“In our opinion, the Zambian authorities have been responsive to the significant economic and political challenges the country faced throughout the first half of 2014. We believe the government will look to further consolidate its fiscal position. However, measures to increase revenues are uncertain, and expenditure pressure from important infrastructure projects and the need for job creation remains significant; we expect further clarity on these points to be announced in the 2015 budget later this month. A probable IMF program could help manage further policy uncertainty as a result of a potential presidential change, which could also hurt Zambia’s fiscal and external positions,” S&P said in a statement.
Zambia’s vulnerability to copper prices is one of the biggest factors in its rating, as copper accounts for nearly 70 per cent of total exports. Promising investment opportunities in the mining sector, positive economic growth trends, moderate general Government debt and a moderately indebted external balance sheet all support S&P’s ratings.
S&P noted that it would revise its data following the Government’s rebasing of the GDP, from 1994 to 2010, to push GDP up by 25 per cent.
The Bank of Zambia tightened the policy rate from 9.75 per cent to 12 per cent this year and increased banks’ reserve requirement by six per cent to a total 14 per cent.

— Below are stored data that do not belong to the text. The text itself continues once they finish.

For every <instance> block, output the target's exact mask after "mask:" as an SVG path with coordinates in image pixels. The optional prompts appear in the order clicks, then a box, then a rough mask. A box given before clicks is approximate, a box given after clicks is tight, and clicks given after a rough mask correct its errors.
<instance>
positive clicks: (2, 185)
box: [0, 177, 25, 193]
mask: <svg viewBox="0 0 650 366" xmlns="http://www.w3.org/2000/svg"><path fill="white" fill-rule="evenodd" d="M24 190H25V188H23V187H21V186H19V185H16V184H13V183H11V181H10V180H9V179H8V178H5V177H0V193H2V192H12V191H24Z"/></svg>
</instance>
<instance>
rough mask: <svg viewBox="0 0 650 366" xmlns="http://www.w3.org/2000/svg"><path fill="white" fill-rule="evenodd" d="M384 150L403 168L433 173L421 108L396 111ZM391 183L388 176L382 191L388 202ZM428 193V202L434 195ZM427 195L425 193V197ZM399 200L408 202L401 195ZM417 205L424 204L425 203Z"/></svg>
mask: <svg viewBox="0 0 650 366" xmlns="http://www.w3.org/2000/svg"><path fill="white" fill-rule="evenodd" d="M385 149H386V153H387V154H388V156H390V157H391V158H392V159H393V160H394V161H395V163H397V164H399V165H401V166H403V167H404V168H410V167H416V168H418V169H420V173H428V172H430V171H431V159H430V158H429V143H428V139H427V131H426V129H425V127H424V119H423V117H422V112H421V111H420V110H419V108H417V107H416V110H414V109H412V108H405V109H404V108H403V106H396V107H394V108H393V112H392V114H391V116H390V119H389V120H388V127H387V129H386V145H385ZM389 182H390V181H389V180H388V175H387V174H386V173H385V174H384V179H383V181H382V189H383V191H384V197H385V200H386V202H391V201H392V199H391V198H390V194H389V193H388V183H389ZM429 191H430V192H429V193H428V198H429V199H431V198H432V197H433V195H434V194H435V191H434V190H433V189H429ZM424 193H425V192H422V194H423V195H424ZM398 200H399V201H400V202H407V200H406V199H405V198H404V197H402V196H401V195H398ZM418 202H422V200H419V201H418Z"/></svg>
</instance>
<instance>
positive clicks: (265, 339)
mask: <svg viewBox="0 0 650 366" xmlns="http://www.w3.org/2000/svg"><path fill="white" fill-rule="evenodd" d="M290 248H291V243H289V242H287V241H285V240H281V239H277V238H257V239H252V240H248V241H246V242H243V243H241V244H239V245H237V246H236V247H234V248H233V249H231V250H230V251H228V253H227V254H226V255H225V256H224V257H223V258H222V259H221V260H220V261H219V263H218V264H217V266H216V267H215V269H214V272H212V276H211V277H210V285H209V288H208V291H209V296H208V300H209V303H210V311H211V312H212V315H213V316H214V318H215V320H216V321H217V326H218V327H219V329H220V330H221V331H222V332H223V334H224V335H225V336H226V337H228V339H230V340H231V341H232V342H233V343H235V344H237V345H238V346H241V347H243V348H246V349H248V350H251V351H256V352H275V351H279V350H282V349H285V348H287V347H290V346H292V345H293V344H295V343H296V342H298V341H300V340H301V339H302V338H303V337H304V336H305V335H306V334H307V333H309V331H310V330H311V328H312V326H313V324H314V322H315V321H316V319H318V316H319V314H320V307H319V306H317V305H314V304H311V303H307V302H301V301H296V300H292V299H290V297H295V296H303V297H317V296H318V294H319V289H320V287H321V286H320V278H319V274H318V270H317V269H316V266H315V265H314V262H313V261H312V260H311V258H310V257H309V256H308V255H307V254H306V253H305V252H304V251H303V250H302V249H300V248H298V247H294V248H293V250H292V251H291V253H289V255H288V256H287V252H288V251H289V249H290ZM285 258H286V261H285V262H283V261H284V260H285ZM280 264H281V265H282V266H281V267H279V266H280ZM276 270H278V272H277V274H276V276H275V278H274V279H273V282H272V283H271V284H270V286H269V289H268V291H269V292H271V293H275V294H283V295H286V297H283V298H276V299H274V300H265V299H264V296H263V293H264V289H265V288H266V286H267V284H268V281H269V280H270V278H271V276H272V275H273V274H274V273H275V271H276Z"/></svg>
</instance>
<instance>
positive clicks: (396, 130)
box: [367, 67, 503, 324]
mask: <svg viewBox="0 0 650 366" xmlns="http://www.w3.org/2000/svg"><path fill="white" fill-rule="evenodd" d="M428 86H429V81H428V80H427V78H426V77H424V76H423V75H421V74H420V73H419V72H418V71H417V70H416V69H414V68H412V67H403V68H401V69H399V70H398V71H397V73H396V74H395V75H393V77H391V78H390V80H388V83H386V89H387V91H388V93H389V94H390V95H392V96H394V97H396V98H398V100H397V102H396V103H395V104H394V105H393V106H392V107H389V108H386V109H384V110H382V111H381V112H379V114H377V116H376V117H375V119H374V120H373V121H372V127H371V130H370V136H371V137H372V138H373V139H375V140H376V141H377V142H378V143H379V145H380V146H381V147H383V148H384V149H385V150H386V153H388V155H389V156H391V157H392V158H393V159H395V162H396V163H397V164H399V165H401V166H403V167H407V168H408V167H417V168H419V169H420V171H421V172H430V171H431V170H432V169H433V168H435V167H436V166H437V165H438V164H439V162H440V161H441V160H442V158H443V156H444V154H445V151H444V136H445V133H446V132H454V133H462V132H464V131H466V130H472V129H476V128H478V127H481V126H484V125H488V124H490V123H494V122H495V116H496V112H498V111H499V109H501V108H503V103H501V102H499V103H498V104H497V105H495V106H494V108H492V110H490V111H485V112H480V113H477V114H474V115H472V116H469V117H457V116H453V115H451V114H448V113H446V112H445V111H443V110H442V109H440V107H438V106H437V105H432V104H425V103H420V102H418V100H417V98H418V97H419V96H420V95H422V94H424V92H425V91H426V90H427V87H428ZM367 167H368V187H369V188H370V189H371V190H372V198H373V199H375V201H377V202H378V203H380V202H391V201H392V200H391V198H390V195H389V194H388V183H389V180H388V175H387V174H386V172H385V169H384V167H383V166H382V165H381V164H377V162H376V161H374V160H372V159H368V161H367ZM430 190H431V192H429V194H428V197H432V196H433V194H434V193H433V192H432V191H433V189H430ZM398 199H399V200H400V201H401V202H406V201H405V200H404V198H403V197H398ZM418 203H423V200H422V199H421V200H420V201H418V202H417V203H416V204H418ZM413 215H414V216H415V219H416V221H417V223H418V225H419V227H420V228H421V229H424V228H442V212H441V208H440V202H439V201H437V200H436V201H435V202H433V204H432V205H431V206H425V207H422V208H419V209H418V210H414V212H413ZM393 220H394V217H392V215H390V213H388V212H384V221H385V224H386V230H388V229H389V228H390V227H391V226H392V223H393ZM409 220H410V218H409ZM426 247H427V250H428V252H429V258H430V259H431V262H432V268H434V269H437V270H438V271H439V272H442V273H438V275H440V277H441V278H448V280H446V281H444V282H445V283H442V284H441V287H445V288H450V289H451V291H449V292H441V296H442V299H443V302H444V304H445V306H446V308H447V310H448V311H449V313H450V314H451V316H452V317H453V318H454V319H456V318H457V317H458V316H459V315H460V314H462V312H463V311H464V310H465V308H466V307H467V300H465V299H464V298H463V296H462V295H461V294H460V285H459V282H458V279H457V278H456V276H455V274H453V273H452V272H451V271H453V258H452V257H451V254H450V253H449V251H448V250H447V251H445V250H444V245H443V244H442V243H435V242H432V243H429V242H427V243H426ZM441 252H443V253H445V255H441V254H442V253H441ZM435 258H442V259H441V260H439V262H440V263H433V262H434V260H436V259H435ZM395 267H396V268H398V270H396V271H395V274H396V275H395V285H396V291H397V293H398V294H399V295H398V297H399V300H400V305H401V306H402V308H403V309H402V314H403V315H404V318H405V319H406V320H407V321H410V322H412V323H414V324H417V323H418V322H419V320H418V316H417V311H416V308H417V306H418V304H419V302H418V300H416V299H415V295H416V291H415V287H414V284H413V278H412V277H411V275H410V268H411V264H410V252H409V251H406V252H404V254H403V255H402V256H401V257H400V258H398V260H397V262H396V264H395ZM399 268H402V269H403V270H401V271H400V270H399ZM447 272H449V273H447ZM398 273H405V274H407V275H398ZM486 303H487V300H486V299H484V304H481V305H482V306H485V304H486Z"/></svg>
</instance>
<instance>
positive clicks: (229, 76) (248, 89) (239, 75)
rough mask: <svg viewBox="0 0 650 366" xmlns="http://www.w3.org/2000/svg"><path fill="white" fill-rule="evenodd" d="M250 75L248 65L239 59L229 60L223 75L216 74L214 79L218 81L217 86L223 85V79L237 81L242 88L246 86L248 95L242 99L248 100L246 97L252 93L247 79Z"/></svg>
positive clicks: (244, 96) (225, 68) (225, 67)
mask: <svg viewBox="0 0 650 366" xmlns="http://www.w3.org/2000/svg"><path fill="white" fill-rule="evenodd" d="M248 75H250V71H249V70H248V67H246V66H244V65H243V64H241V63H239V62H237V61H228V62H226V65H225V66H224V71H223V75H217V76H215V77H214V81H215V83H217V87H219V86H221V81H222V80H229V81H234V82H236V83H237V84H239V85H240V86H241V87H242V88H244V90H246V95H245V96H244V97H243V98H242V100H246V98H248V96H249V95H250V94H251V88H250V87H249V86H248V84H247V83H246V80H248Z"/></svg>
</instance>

S&P said that these measures, along with the stabilisation of copper prices and the Government’s repeal of a regulation requiring local currency use in domestic transactions, have all helped prevent future currency pressures. The Government also successfully issued a Eurobond, strengthening its foreign reserves.
“Zambia’s growth has been strong in 2014, and we expect a 6.5 per cent rise in real GDP,” S&P said. Copper production has increased by eight per cent this year and the country’s cola and gemstone resources remain substantial, as well as its capacity to generate and support electricity, S&P said.
Though external demand for copper has been high, it warns that future demand remains uncertain and ‘may not be sufficient to absorb Zambia’s expected production increases over the next few years at current prices’.
“Zambia’s economic prospects depend on copper prices remaining stable. That said, we expect growth in other sectors to increase and, therefore, overall real GDP growth to average about seven per cent during 2014-2017, similar to the 6.5 per cent of 2007-2012,” S&P said.